Campus Crucifix Initiative organizes student art contest
Rose Androwich | Monday, November 20, 2023
The Campus Crucifix Initiative (CCI), which began in 2019 and displays crucifixes from around the world, has planned a contest for student artists. The initiative is accepting submissions of student-made sculptures and paintings of crucifixes until March 18, 2024.
In addition to the crucifixes already displayed around campus, CCI has crucifixes in the new Raclin Murphy Museum of Art. The initiative also has a collection of around 30 to 40 crucifixes on display on its website.
Fr. Austin Collins, vice president for mission engagement and church affairs, said the crucifixes reflect the universalism of the church.
“By getting crucifixes from all over the world, [CCI] shows what the church is. It’s a universal church, and so [the church] is not just one thing,” Collins said. “Sure, it’d be easier just to order 10,000 crucifixes from a company that are all the same size and all of that.”
Mimi Schneider, a student worker for CCI, researches the crucifixes as part of her job. She said the research can be difficult because the initiative gets crucifixes from all over the world.

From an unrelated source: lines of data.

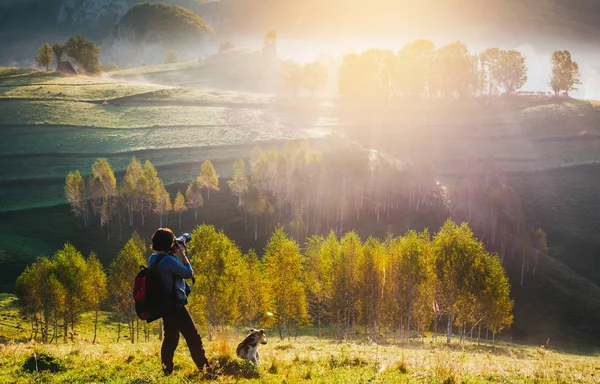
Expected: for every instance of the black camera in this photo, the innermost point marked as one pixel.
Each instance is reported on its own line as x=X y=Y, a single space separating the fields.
x=180 y=241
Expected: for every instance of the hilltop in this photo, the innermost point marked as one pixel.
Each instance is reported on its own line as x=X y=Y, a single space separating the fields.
x=55 y=123
x=302 y=358
x=552 y=24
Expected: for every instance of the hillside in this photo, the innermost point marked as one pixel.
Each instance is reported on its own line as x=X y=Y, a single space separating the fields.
x=53 y=124
x=303 y=358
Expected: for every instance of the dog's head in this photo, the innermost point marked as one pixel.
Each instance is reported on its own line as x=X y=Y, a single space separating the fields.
x=259 y=335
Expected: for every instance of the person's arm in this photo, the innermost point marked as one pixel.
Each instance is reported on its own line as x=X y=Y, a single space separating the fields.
x=181 y=267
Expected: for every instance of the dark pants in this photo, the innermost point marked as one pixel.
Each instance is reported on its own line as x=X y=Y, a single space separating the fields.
x=176 y=321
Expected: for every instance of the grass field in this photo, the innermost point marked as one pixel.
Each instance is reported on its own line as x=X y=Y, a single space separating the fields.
x=51 y=124
x=302 y=358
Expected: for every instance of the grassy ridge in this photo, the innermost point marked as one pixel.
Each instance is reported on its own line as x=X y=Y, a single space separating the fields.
x=303 y=358
x=178 y=128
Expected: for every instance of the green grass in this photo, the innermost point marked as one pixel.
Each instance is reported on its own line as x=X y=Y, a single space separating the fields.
x=302 y=358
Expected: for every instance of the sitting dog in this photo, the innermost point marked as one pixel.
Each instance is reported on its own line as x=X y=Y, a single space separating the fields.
x=248 y=349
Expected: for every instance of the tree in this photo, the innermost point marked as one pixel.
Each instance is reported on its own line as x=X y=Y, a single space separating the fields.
x=162 y=200
x=95 y=288
x=111 y=66
x=208 y=178
x=75 y=192
x=150 y=188
x=455 y=70
x=39 y=292
x=489 y=60
x=458 y=260
x=239 y=183
x=283 y=268
x=132 y=187
x=368 y=75
x=179 y=205
x=314 y=77
x=171 y=57
x=371 y=277
x=70 y=270
x=105 y=177
x=84 y=53
x=292 y=77
x=122 y=272
x=217 y=264
x=255 y=301
x=345 y=275
x=318 y=275
x=565 y=73
x=510 y=71
x=58 y=50
x=44 y=56
x=193 y=195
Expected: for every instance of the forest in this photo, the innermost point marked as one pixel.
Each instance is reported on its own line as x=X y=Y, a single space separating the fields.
x=400 y=287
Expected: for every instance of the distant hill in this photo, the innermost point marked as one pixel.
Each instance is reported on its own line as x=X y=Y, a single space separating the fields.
x=24 y=25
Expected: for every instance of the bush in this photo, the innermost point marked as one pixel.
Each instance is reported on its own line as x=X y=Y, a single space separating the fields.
x=110 y=67
x=226 y=46
x=171 y=57
x=42 y=362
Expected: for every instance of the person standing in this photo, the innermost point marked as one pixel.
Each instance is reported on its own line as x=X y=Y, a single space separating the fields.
x=173 y=270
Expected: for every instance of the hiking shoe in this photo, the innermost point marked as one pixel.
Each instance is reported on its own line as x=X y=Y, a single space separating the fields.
x=167 y=370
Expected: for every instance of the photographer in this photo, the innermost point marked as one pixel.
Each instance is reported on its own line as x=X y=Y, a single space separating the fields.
x=173 y=268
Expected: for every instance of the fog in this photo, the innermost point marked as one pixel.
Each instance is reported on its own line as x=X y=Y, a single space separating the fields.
x=537 y=54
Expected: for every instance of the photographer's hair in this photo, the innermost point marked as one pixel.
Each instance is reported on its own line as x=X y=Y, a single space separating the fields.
x=163 y=240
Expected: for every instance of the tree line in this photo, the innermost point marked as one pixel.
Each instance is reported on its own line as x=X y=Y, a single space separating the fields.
x=399 y=287
x=83 y=52
x=292 y=187
x=420 y=69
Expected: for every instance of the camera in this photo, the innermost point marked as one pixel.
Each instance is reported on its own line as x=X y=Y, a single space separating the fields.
x=180 y=241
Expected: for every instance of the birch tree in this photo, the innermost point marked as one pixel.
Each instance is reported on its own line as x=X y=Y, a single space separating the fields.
x=121 y=274
x=456 y=252
x=217 y=264
x=208 y=178
x=75 y=192
x=132 y=188
x=179 y=206
x=70 y=270
x=105 y=176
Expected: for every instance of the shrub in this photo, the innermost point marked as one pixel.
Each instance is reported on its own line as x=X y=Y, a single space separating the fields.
x=226 y=46
x=232 y=366
x=171 y=57
x=110 y=67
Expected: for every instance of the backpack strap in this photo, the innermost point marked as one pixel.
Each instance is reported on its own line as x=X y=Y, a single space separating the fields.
x=157 y=261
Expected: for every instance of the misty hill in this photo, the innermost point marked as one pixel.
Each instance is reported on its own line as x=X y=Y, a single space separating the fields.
x=147 y=30
x=25 y=25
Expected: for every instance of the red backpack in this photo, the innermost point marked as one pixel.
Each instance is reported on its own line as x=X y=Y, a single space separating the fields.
x=148 y=292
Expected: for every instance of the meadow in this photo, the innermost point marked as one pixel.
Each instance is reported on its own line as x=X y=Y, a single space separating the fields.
x=304 y=357
x=52 y=124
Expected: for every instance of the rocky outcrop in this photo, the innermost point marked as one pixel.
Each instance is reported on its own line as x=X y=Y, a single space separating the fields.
x=66 y=68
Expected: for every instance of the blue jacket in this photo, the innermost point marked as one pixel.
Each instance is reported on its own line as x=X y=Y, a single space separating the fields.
x=173 y=274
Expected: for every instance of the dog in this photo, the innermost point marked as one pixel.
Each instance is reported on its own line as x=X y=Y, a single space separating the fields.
x=248 y=349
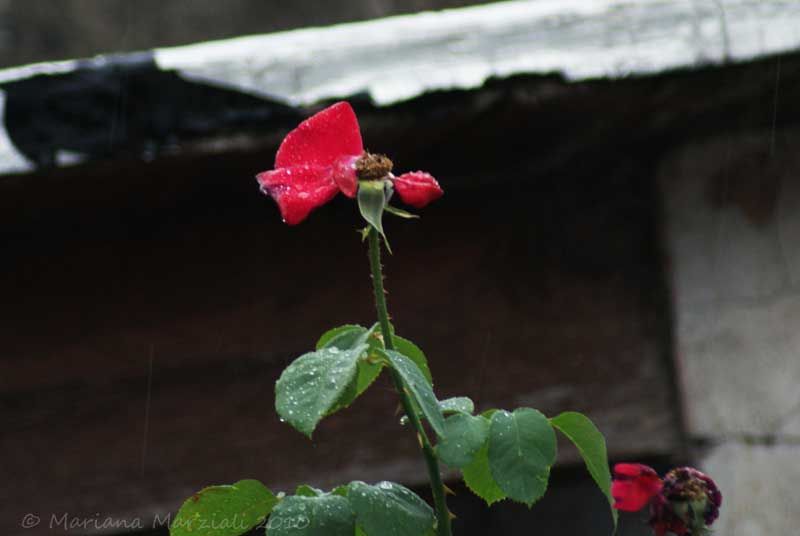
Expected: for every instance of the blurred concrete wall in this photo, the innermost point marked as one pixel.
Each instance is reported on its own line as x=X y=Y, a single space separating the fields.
x=40 y=30
x=733 y=222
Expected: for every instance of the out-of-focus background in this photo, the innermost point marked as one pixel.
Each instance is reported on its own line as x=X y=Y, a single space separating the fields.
x=618 y=236
x=47 y=30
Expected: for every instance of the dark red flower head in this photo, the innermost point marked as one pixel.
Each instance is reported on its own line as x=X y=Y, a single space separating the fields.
x=324 y=155
x=686 y=502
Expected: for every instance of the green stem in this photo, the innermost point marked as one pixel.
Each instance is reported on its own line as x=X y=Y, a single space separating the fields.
x=437 y=486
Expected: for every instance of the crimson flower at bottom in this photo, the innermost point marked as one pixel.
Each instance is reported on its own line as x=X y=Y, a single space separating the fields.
x=685 y=502
x=323 y=156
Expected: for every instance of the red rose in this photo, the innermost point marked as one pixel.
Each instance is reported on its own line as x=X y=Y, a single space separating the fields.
x=634 y=486
x=324 y=155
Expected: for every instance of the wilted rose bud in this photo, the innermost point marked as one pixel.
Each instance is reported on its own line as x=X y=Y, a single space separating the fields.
x=685 y=502
x=690 y=502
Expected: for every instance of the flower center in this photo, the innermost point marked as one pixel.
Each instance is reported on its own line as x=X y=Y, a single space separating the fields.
x=373 y=167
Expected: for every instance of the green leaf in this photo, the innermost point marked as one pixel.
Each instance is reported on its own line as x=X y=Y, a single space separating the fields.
x=459 y=404
x=418 y=388
x=400 y=212
x=414 y=353
x=348 y=337
x=305 y=490
x=592 y=446
x=224 y=510
x=372 y=202
x=343 y=337
x=464 y=435
x=325 y=515
x=478 y=478
x=522 y=447
x=389 y=509
x=313 y=384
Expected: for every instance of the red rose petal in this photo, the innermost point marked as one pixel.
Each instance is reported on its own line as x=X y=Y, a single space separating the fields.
x=298 y=190
x=322 y=138
x=345 y=176
x=417 y=189
x=634 y=486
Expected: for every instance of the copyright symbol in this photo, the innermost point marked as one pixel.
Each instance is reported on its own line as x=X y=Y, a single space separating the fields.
x=29 y=521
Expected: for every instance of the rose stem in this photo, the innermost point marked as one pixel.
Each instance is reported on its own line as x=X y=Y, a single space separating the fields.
x=437 y=486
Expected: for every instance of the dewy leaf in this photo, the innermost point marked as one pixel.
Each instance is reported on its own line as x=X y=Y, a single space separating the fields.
x=459 y=404
x=307 y=491
x=342 y=337
x=522 y=447
x=592 y=446
x=418 y=388
x=478 y=478
x=389 y=509
x=464 y=435
x=325 y=515
x=224 y=510
x=312 y=385
x=348 y=337
x=414 y=353
x=371 y=203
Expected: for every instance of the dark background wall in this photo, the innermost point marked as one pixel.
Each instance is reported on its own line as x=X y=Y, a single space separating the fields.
x=43 y=30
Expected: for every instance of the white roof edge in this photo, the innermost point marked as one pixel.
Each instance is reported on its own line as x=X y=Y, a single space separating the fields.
x=398 y=58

“The research can be difficult because for a lot of them I can’t find any information. It’s kind of waiting to hear back from the people that know about them,” she said.
But the research is interesting work because of the stories found in each crucifix, Schneider added.
“It’s really interesting work because each crucifix tells its own story, and you can learn a lot about them through the artists because a lot of the times the artist was inspired in some way,” Schneider said. “And sometimes, even the materials tell a story, like what they use to make it. There’s a lot of interesting information.”
Schenider said the contest is a good idea because she thinks students should have a way connect with the initiative.
“I think one issue with the initiative is that we didn’t have a way to really connect with students,” Schneider said. “I think this is a really good way to sort of bridge that gap because a lot of students haven’t even heard about the initiative. And this is a good way for students to not only learn about the initiative, but also get involved.”
According to Schneider, the crucifixes selected by the initiative tell a story because they are often made by hand.
“I think the ones we choose can really tell a story,” Schneider said. ”So these aren’t crucifixes that have been mass manufactured. They’re not from a factory —for example, most of them have been handmade.”
The crucifixes reflect the artists’ unique experience, she added.
“They’re from a different part of the world, from an artist that kind of has their own unique experiences,” Schneider said. “Sometimes the crucifix itself reflects those experiences too.”
German professor Mark Roche said the initiative was inspired by the idea that artworks spark theological reflection.
“Artworks are sources of theological reflection,” Roche said. “They embody in a sense an aspect of the sacramental vision of Catholicism — the idea that the infinite is expressed in the finite.”
Roche said the diversity of the initiative can be seen in many ways.
“Certainly the international dimension presupposes an element of diversity, but there are also different traditions in creating a crucifix,” he said. “Different cultures and regions will emphasize different aspects.”
Roche hopes that the contest will invite students to embrace creativity.
“We hope that students will feel the invitation to be creative, spiritual and artistic in thinking about how they would like to represent Christ on the cross,” Roche said.
Roche was the dean of the College of Arts and Letters for more than decade. He said his field led him to an awareness about the tradition of German crucifixes.
“I was dean of [the College of Arts and Letters] for 11 years, and my field is German studies,” Roche said. “And I was aware of the very interesting tradition of German crucifixes.”
Roche said the German crucifixes mean a lot to him because he knows the German tradition and loves bringing a visual reminder of that tradition to campus. According to Roche, CCI is one of the most diverse committees at the University because of the faculty representation.
Roche highlighted the complex history of a crucifix from Japan.
“If you look at the one from Japan, it’s really quite remarkable,” he said. “It was an underground crucifix because Christianity was outlawed for a period in Japan. So there are a lot of interesting facets to this.”
Roche said the Ukrainian crucifixes are some of his favorites.
“The Ukrainian ones are absolutely gorgeous, if you look at them,” Roche said. “They are so intricate in the woodcarving, gracious in a certain sense. It’s almost as if Christ is floating in some ways, ready to ascend.”
He added that with Ukraine being so prominent in the news, the crucifix has become more meaningful.
“It’s one of the more joyous traditions — it’s beautifully done and from Ukraine,” Roche said. “With Ukraine being so prominent in the news today for students to again have some visualization from Ukraine, that’s very meaningful to me.”